Tuesday, November 22, 2005

Revisionist History

I've often suspected that Antonin Scalia lived in an alternate reality, but this comment he made last night in New York proves it:
"U.S. Supreme Court Justice Antonin Scalia says the high court did not inject itself into the 2000 presidential election.

Speaking at the Time Warner Center last night, Scalia said: 'The election was dragged into the courts by the Gore people. We did not go looking for trouble.'"
Let's take a trip down memory lane.

First of all, the Gore people took the election problems into the courts because the state official in charge of the election -- the co-chair of the Bush-Cheney campaign named Katherine Harris -- refused their state-sanctioned request for a manual recount. To characterize this as some kind of reckless, wild-eyed lawsuit is insane. (Especially since, as TPM reminds us, the most thorough recount analysis showed that Gore would, in fact, have won the state if he'd pressed for a complete statewide recount.)

Second, the case only leapt from the state courts to the U.S. Supreme Court because the Bush campaign appealed the decision of the Florida Supreme Court. For all of Bush's constant complaining about runaway lawsuits and federal appeals, he surely leapt at the chance to get his own complaints before the High Court. How Scalia can lay this at the feet of the Gore camp is beyond me. (It's called "Bush v. Gore" for a reason, Tony. Bush was the plaintiff, and therefore his name gets to come first.)

Third, the Supreme Court didn't have to take the case. Despite all the pundits' claims that there was a "constitutional crisis" going on with the recount, there wasn't anything of the sort. The Constitution has a specific means of resolution for a contested election, and the path to resolving it goes through Congress, and not the Supreme Court. You think someone who claims to defend the original meaning of the Constitution would understand that. Moreover, Scalia had long been at the forefront of arguing against federal interference in state affairs, especially in the realm of voting. Yet another "principle" that he quickly abandoned in the rush to hand the election to Bush.

I know the 2000 election is old news, and the insanity of Antonin Scalia is even older. But I still can't help getting mad.

6 comments:

Otto Man said...

Ha! Well said.

Mr Furious said...

Good one swa.

Yeah, I came across that story today, too. What complete bullshit. I just shake my head and wish we actually had a media and an opposition party when I read crap like that...

Thrillhous said...

Awesome post.

Noah said...

Absolutely terrific post. Very well-said.

His statement is so....appropos to how the Bush camp says stuff: either they get caught in a bold faced lie, or they say something juuuuust outside the truth enough that they can cover their tracks with one of those "not what I meant" things. I mean...it's not even good spin.

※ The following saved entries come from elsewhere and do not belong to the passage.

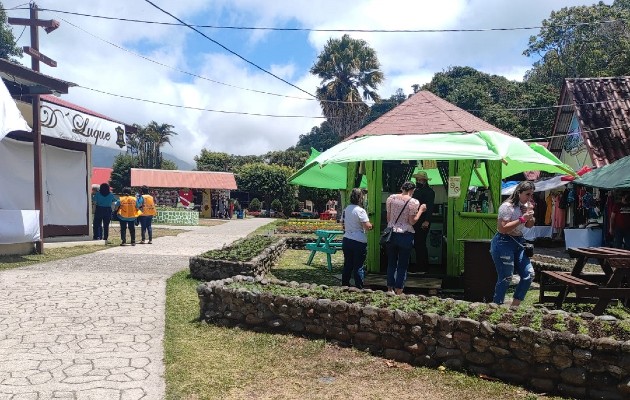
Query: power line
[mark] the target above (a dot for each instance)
(520, 28)
(228, 50)
(182, 71)
(198, 108)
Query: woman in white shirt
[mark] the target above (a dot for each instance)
(507, 246)
(402, 212)
(355, 223)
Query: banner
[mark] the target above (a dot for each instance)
(10, 117)
(65, 123)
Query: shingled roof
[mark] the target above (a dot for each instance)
(425, 113)
(602, 107)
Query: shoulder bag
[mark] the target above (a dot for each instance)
(386, 236)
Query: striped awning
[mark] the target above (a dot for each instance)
(159, 178)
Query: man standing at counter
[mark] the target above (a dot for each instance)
(425, 195)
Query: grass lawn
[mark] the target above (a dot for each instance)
(57, 253)
(210, 362)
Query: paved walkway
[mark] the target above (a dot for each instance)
(91, 327)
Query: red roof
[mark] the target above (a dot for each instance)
(159, 178)
(101, 175)
(425, 113)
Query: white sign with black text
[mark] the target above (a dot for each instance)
(68, 124)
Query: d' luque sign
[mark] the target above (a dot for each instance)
(65, 123)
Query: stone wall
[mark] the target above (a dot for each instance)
(177, 217)
(207, 269)
(553, 362)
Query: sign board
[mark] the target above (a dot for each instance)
(454, 186)
(65, 123)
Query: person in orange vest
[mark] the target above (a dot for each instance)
(147, 205)
(127, 210)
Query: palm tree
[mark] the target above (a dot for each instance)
(347, 66)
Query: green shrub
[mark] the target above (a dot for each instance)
(241, 250)
(276, 205)
(254, 205)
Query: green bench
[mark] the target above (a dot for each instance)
(325, 245)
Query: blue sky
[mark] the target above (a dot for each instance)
(406, 58)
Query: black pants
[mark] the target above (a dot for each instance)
(420, 245)
(100, 225)
(123, 231)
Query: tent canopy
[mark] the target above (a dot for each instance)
(516, 155)
(611, 176)
(331, 176)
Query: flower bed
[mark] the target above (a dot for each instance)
(407, 329)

I've been meaning to ask your (all of y'alls) opinion about something:

A few of us were nursing some Bell's Batch 7000 and discussing the upcoming 2006 elections. The impasse we reached is that some believed that the total sum of the past few months' worth of scandals in Washington would actually discourage people from voting. In other words, will people be so sick of the bullshit that they just throw up their hands and not vote at all, thinking that regardless of the options...we're screwed?

Otto Man said...

Smitty:

I think some people will be discouraged from voting in 2006, but they'll largely be Republican voters -- either libertarians in a furor over the GOP's spendthrift big government ways, the Religious Right folks who feel sold out for one reason or another, or general conservatives who are ashamed of what's going on in their name.

Independents love to rally around a "throw the bums out" theme, however, and this election should bring them out in droves. Bush is polling horribly among independents, too, so any of them that come out to the polls will move against the GOP.

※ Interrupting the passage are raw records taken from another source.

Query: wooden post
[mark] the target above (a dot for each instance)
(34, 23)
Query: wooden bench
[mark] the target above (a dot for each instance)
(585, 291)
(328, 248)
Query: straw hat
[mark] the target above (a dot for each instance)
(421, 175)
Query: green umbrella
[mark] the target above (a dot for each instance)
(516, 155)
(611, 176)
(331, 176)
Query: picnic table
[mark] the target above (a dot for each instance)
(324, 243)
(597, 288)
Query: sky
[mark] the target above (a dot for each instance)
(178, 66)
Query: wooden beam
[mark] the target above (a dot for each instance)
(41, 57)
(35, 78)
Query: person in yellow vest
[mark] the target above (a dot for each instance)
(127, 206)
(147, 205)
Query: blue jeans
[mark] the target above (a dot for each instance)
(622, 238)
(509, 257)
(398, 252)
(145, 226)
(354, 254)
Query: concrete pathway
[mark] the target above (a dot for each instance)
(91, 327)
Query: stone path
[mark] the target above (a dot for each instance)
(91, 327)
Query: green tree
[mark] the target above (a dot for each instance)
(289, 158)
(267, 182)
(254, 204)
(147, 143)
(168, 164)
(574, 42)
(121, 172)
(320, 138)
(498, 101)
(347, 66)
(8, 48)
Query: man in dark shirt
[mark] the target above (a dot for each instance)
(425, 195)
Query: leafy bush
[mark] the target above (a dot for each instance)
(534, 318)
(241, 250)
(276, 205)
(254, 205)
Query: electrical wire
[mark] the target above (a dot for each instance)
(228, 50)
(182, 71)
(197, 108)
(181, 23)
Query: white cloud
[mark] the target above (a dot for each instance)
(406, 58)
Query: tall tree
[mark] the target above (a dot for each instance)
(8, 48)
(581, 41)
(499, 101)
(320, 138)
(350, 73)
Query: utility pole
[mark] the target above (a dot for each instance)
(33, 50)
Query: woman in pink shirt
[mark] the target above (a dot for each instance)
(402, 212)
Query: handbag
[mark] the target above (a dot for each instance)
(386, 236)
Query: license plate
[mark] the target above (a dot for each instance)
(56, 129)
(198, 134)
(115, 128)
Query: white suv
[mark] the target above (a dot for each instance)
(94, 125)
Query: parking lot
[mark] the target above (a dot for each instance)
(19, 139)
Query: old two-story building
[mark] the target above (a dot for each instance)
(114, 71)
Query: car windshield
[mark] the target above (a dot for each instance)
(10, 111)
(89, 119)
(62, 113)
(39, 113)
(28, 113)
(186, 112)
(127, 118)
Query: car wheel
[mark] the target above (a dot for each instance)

And, needless to say, Democrats are going to be out in droves.

Otto Man said...

Tokyo Joe:

Good point about the "Sore Loserman" imagery that surrounded the Gore request for the recount. And, yes, the Republicans and the media trotted out the story about how Nixon nobly refused to contest the 1960 election, but there's one problem with that -- it simply wasn't true.

As described in brief
here
, Nixon and the RNC initiated recounts in eleven different states, sent campaign agents into eight states to conduct "field tests," and continued to maneuver to challenge the election right up to the point that Kennedy's victory was confirmed by the electoral college.